Giovanni Leone, a preeminent jurist and then Speaker of the lower house of the Italian Parliament, decided to speak out against the sentence, while also wanting to avoid hurting his relations with his peers at the Democrazia Cristiana. In a letter to the magazine Epoca, he attacked the "state of necessity" exception brought by the court, and wrote that any gentleman, whatever his dress, knows how not to get involved with the Mafia.

===Sentence revisions===
On July 6, 1963, the Appeal Court of Perugia revised the sentence, finding three of the four friars guilty of extortion, manslaughter, violence and simulation of a crime, sentencing each to 13 years. Father Vittorio was discharged again. The typewriter used in the ransom letters was proven to be Vittorio's, but he proved that he usually left it unattended outside his room.

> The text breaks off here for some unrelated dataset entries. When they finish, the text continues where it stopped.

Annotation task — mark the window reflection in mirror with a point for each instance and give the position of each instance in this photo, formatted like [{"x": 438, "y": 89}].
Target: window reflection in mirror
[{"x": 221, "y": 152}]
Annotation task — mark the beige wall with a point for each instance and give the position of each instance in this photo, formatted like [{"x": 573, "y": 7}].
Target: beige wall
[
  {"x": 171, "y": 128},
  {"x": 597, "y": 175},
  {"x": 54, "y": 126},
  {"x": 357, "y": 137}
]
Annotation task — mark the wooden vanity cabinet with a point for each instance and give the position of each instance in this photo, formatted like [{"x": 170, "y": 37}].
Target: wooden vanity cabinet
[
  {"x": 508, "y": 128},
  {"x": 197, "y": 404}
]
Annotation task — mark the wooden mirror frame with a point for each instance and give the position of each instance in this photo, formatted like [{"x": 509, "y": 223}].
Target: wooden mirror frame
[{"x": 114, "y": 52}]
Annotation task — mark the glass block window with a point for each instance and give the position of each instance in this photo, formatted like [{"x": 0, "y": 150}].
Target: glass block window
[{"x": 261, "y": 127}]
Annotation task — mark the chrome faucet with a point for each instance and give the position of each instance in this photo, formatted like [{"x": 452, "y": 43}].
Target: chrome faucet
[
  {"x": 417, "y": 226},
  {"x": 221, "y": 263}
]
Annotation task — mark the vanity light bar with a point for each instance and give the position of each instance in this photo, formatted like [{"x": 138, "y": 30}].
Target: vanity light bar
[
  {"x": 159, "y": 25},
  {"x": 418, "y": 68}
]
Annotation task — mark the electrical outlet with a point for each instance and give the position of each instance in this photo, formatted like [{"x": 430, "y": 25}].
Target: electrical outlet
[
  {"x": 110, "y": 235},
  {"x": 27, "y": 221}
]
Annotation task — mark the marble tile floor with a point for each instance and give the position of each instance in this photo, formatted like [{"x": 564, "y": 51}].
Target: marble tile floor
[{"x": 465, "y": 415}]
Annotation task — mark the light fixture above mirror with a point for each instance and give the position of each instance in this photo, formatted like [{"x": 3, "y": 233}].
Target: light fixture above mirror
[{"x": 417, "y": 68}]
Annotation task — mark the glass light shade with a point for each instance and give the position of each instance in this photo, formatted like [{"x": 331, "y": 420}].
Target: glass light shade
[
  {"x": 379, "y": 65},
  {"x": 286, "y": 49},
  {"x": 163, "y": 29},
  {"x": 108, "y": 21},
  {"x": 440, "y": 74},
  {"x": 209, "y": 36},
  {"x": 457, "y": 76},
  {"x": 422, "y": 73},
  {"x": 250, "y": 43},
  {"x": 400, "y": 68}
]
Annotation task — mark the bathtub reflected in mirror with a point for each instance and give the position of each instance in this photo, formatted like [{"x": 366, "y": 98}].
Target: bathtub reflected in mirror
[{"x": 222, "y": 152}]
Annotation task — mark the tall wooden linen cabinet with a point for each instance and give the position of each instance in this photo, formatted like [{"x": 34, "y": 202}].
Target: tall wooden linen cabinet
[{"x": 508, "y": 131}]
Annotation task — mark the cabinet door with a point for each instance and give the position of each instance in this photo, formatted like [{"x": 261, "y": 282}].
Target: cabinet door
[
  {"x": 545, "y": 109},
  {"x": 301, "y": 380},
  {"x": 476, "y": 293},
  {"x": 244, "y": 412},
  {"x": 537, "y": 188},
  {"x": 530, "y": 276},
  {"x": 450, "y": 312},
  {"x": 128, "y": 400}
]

On February 10, 1965, the Corte di Cassazione found procedural faults in the proceedings and restarted the trial. The new trial ended with sentences of 8 years for Father Venanzio and Agrippino, 14 years for Nicoletti, 17 years for Salemi and 24 years for Azzolina. Father Carmelo, over 80 years old, had died a few months earlier, on December 12, 1964. The sentence was confirmed on September 30, 1967.

The friars were set free because of remissions and good behavior on July 5, 1969. Being compromised, Agrippino left for Peru, while Venanzio came back to Mazzarino in bad health, dying on February 11, 1970.